The defect was linear and appeared to be located next to the left atrial appendage in the 10–12 o’clock direction within the surgeon’s view (Figure 1A), with a length of 13 mm.
We planned to implant 2–3 devices based on our discussions, but, when we actually deployed the three devices, they had to be implanted too close together in the 11–12 o’clock direction. Therefore, we attempted to recapture the last device to change its location. Unfortunately, it was impossible to drive the catheter and wire cable to allow us to change the original position of the device, and it dropped backward into the left atrium when we pulled on it. The amount of leakage from the direction of the left atrial appendage continued to be significant, which prevented us from finishing the procedure. We then inserted a steerable introducer again through the created ASD into the left atrium and selected a 5-Fr JR4 catheter to place the wire in the ideal position. We also attempted to place the wire in the 9–10 o’clock direction to minimize the amount of leakage under live 3D-TEE navigation and fluoroscopy. After changing the JR4 to a 5-Fr LIMA catheter due to acute angulation, the wire penetrated the target lesion, and we successfully manipulated the sheath into the LV. After inserting two stiff wires, we deployed the third and fourth AVPII devices in the 9–10 o’clock direction. In total, we deployed four AVPII devices and succeeded in almost completely stopping the leakage, but, when we carefully inspected the TEE, two of four instruments were found to be stuck on the LV side of the valve cusp, which prevented the motion of one of the cusps (Figure 1B). Hence, it was necessary to remove one of the devices, although the cusp motion did not improve. The cable of the device implanted in the last instrument was pulled and pushed to change its location, and the cusp finally began to move again when the device was pushed into the LV far enough to separate from the cusp inside the LV (Figure 1C).

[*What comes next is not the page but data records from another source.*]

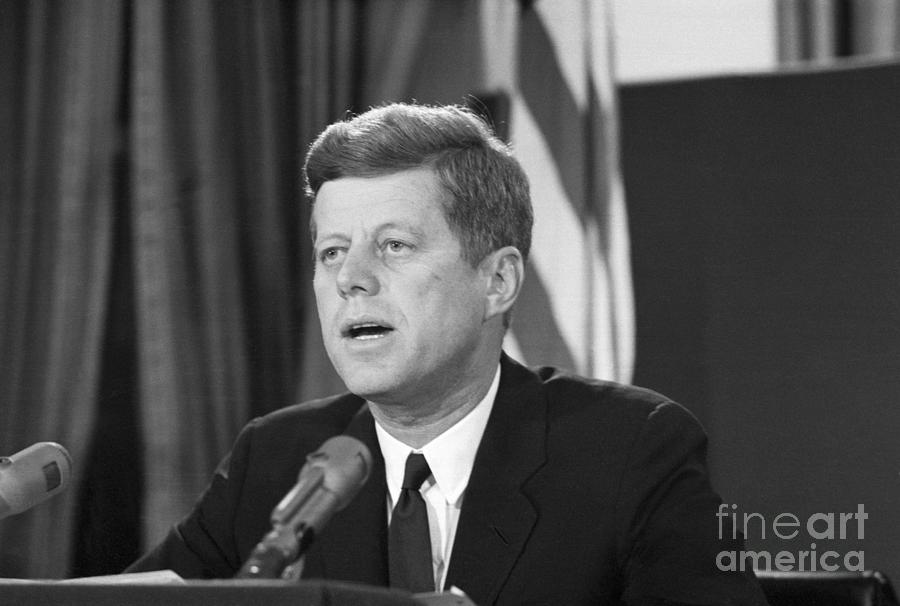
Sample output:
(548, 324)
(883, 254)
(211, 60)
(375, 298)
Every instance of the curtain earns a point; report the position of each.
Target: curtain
(822, 30)
(60, 66)
(154, 248)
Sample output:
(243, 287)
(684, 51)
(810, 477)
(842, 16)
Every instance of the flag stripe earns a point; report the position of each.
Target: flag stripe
(553, 106)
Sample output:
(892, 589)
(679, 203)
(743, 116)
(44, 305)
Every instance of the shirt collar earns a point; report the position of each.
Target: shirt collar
(450, 456)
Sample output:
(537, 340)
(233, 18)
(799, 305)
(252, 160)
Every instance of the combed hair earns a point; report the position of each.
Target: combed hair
(488, 205)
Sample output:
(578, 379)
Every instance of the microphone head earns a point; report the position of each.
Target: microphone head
(329, 480)
(32, 476)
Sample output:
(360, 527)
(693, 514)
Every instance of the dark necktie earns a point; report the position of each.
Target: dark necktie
(409, 541)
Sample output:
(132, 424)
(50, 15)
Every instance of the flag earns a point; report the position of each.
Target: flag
(555, 64)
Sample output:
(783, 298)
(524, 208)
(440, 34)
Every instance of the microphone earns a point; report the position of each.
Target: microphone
(32, 476)
(328, 481)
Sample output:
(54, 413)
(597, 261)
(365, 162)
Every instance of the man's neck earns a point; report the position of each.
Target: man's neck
(419, 424)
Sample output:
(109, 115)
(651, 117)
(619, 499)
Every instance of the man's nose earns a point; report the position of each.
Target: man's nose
(358, 273)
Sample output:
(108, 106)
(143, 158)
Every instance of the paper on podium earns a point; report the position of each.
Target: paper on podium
(454, 597)
(156, 577)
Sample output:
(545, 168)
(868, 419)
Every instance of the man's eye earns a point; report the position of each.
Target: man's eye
(395, 246)
(329, 255)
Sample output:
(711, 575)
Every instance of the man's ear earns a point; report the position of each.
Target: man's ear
(504, 270)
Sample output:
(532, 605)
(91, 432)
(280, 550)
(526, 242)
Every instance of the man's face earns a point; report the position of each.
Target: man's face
(402, 312)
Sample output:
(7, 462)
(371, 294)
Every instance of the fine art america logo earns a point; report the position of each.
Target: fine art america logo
(787, 526)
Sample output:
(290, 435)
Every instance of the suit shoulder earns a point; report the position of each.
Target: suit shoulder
(626, 405)
(329, 415)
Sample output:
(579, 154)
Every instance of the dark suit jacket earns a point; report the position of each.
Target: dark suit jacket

We subsequently detached all cables (Figures 2F,G). Although a small amount of leakage remained, it was decreased compared to that observed previously (Figures 1D–G). The mean left atrial pressure improved from 17 to 9 mmHg, and the V wave decreased from 25 to 13 mmHg (Figure 2H).
The day after the procedure, the patient seemed to recover from the severe hemolysis following a significant improvement in the color of his urine (Figures 1H,I). The level of lactate dehydrogenase improved from 7,136 to 2,116 IU/L at discharge. He was then transferred back to the original institution and subsequently discharged on foot.
Although we encountered difficulties due to the porcelain atrial septum, which required the use of a CTO guidewire for TSP, and the need for atrial septostomy, 2D- and 3D-TEE guidance helped us to manage these rare issues during PVL closure. In addition, TEE was key in allowing us to successfully perform a technique that has been described only rarely in the previous literature when facing impingement between the plug and mechanical valve cusp.
We herein describe successful percutaneous PVL closure through a porcelain atrial septum, the first such case reported in Japan. We believe that the advances in imaging have made it possible to more easily perform this complicated procedure.